Emergent Properties of Feedback Regulation and Stem Cell Behavior in a Granulopoiesis Model as a Complex System Download PDF

Yutaka Saikawa
Electronic mail address: saikawa@ped.m.kanazawa-u.ac.jp.
Department of Pediatrics,
Kanazawa University Graduate School of Medical Science,
13-1 Takaramachi, Kanazawa, Ishikawa 920-8641, Japan

Toshihiko Komatsuzaki
Department of Human and Mechanical Systems Engineering,
Faculty of Engineering, Kanazawa University,
2-40-20 Kodatsuno, Kanazawa, Ishikawa 920-8667, Japan

Abstract

To identify the internally generative theoretical relationship between microscopic mechanisms and the macroscopic behavior of hematopoietic processes as a complex system, a computer simulation of granulopoiesis was exploited by developing a cellular automaton (CA) model.
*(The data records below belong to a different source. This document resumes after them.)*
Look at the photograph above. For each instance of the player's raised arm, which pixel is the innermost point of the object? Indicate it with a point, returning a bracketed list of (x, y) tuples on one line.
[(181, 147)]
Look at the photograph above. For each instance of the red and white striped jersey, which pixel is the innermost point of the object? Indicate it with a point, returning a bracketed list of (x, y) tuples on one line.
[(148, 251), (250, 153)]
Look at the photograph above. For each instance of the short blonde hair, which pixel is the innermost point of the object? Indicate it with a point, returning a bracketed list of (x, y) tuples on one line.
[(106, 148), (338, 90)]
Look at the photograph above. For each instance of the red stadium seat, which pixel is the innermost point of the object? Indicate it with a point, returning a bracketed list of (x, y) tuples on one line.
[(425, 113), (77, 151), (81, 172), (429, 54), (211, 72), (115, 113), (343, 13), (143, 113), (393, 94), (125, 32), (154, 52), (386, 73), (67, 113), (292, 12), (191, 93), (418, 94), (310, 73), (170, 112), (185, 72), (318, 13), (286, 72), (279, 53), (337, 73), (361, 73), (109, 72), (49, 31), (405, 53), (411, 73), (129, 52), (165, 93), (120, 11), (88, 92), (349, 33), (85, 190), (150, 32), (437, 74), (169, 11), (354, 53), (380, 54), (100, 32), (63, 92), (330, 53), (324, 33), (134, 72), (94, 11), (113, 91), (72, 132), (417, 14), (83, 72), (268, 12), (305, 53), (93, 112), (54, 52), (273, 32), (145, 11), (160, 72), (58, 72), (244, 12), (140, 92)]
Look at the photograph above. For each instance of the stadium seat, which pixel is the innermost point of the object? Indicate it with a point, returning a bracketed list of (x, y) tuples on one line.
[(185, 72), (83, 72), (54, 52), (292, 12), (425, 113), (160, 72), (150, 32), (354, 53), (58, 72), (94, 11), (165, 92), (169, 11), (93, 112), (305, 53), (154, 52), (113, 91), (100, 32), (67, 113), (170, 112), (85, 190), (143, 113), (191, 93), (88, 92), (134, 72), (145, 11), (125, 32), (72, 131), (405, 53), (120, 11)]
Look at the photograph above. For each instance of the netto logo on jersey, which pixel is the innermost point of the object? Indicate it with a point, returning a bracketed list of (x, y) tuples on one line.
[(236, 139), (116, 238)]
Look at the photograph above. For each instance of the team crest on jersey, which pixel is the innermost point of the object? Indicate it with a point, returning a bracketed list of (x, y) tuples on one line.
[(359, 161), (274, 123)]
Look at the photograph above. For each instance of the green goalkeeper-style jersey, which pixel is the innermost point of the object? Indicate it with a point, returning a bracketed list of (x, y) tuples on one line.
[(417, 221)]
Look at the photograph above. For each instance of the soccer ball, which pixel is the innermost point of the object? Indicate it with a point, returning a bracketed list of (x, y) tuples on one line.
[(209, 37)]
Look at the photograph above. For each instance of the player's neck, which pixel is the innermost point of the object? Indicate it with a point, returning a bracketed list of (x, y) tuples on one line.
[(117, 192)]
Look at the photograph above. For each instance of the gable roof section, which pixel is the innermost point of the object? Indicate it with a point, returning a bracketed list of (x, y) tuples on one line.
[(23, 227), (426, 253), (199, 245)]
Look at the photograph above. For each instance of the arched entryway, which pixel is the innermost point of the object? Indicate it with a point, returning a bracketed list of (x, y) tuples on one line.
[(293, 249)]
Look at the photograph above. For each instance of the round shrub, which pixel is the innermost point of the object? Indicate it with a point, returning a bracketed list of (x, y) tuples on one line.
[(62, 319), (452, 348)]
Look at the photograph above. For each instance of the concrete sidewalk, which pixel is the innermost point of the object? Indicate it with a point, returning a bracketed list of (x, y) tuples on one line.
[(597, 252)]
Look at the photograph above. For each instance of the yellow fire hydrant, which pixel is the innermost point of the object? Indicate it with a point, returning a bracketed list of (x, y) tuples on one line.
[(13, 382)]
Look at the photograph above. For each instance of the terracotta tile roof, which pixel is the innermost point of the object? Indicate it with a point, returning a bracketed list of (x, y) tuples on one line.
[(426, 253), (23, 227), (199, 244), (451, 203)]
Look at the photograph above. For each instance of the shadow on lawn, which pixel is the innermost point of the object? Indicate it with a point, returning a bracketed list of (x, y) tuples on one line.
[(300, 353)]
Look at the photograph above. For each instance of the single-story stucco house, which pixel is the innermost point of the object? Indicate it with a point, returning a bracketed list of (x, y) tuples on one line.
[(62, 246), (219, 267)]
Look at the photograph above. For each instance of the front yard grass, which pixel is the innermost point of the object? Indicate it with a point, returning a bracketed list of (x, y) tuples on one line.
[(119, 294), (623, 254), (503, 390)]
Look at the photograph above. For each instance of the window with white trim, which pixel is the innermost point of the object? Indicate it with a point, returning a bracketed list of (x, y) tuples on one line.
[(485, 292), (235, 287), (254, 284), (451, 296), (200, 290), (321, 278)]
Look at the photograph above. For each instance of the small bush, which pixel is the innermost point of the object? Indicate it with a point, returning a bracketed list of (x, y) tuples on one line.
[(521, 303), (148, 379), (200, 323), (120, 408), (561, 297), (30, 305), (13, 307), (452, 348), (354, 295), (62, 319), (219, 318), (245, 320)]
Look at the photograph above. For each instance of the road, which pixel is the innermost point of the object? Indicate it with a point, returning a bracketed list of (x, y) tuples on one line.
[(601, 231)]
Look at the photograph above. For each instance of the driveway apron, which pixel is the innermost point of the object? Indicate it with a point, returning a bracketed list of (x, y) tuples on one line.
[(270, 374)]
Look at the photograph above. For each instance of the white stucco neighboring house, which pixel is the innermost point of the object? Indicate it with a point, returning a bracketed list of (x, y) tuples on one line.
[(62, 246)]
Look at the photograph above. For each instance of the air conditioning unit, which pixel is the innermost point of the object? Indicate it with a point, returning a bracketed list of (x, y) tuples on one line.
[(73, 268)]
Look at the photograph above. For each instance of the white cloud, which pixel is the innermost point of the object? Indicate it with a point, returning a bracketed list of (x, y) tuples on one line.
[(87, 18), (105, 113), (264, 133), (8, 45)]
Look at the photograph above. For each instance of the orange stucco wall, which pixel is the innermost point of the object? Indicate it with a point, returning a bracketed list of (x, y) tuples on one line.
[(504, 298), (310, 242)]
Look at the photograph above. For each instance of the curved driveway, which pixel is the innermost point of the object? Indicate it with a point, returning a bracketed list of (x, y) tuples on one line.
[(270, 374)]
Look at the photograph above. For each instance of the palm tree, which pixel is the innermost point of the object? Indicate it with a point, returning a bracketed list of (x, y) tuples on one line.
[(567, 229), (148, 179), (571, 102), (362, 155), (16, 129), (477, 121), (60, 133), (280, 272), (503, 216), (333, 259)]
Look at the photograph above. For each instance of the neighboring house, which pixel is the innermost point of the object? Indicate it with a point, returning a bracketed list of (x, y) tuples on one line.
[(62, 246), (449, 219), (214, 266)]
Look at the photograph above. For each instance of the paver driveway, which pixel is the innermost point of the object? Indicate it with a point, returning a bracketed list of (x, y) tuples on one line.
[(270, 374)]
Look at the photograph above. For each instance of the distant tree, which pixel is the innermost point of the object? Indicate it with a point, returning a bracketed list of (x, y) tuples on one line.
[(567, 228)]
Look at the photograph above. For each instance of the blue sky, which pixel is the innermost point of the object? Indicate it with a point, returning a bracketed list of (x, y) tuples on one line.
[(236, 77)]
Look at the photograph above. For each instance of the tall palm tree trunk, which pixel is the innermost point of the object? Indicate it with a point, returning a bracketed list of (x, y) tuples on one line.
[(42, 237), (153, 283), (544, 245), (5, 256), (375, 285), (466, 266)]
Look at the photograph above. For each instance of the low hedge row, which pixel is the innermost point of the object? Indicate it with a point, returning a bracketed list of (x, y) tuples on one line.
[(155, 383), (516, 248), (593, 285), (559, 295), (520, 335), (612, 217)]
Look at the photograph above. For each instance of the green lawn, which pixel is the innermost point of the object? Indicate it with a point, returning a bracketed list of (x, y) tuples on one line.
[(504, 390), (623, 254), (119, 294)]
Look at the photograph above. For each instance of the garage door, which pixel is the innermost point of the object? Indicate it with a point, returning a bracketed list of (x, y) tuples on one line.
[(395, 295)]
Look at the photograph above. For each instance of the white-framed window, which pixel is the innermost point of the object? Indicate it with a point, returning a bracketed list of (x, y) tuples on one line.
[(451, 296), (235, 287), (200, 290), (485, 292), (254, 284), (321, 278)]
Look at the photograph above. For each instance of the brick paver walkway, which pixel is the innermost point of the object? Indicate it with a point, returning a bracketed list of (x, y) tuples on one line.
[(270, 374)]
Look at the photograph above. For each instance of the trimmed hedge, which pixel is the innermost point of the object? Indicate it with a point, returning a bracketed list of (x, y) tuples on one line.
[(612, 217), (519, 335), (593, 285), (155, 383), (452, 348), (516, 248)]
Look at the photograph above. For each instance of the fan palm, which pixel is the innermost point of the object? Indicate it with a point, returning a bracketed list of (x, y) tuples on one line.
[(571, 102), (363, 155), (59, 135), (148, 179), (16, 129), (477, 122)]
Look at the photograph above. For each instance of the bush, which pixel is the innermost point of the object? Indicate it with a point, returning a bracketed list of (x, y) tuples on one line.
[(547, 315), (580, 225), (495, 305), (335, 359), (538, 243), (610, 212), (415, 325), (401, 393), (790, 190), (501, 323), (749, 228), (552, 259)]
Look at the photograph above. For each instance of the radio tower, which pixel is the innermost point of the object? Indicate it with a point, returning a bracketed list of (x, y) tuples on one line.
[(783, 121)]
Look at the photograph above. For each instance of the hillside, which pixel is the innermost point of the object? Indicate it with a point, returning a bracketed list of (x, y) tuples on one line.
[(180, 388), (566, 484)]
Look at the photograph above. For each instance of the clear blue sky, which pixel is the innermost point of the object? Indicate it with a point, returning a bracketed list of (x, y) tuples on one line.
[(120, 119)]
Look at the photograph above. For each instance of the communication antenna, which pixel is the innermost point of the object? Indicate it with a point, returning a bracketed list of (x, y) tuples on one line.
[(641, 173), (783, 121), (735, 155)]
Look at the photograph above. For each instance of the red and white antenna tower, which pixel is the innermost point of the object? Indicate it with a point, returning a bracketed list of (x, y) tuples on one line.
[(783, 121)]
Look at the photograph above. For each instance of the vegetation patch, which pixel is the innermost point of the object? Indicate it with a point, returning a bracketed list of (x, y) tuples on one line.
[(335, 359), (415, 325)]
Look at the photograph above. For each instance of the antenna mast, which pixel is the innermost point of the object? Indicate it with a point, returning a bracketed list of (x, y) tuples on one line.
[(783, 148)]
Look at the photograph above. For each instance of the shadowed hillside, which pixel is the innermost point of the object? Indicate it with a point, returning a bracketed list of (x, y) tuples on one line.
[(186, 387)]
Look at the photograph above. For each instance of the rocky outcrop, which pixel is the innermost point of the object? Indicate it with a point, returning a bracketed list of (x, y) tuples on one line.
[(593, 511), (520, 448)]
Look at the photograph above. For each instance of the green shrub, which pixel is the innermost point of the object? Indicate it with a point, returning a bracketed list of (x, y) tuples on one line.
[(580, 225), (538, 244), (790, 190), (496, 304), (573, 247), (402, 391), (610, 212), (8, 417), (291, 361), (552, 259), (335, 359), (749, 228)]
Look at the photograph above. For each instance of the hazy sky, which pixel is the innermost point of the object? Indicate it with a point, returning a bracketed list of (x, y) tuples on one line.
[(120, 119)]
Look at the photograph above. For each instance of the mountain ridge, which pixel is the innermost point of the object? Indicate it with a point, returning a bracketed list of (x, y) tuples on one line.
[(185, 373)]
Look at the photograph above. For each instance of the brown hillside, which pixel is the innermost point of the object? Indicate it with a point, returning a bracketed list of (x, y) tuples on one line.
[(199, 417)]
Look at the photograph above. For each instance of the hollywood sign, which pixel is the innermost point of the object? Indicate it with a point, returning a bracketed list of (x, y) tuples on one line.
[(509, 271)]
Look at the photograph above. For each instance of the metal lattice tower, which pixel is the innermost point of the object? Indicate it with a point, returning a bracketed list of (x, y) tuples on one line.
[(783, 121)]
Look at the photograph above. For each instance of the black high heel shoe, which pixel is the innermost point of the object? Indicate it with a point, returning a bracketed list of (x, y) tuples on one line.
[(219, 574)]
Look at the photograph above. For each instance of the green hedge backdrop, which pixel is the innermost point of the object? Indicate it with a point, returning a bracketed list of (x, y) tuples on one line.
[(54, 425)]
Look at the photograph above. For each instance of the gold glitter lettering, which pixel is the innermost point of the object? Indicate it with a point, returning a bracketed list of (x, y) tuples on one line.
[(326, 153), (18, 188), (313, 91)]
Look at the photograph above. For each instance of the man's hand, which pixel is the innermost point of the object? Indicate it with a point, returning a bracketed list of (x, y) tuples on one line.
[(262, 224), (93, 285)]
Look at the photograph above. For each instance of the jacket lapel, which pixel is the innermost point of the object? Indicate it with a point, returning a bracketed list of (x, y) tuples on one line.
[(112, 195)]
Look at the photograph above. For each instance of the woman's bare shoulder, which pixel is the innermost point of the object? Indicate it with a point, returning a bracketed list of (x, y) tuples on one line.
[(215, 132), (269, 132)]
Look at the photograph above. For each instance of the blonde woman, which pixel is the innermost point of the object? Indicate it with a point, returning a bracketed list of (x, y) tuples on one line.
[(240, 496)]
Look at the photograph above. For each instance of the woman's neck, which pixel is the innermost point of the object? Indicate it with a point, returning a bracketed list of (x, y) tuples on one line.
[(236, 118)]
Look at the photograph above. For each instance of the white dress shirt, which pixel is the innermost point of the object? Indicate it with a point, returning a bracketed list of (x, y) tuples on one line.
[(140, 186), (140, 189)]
Hematopoietic stem cells (HSCs) distribute themselves to proliferate and differentiate in a three-dimensional analytical space. The number of mitotic events of the cells in a proliferating phase, the transit times (T) of each of 15 differential stages progressing from a HSC to a mature cell, the duplication times ( T dup ) of HSCs, and the neighborhood rules for cell proliferation were all incorporated as analytical parameters in this space. Homeostatic granulopoiesis originating from a single HSC was successfully achieved. An important part is the stabilization of cell production induced by way of negative feedback following external perturbation of the peripheral granulocyte numbers. Single-cell kinetic analyses describe the behavior of differentiating cells and HSCs as fluctuating their T and self-renewal time ( T dup ) in response to the feedback dynamics. Stochastic cell divisions of HSCs were recruited in a transitional manner resulting in the generation of a regulatory effect on the differentiation--commitment processes. The concept that local cellular interaction produces global dynamics in a granulopoietic system was reified by CA modeling. This approach will provide a framework for analyzing the behavior of HSCs and enable an understanding of the abnormal kinetics of hematopoietic diseases.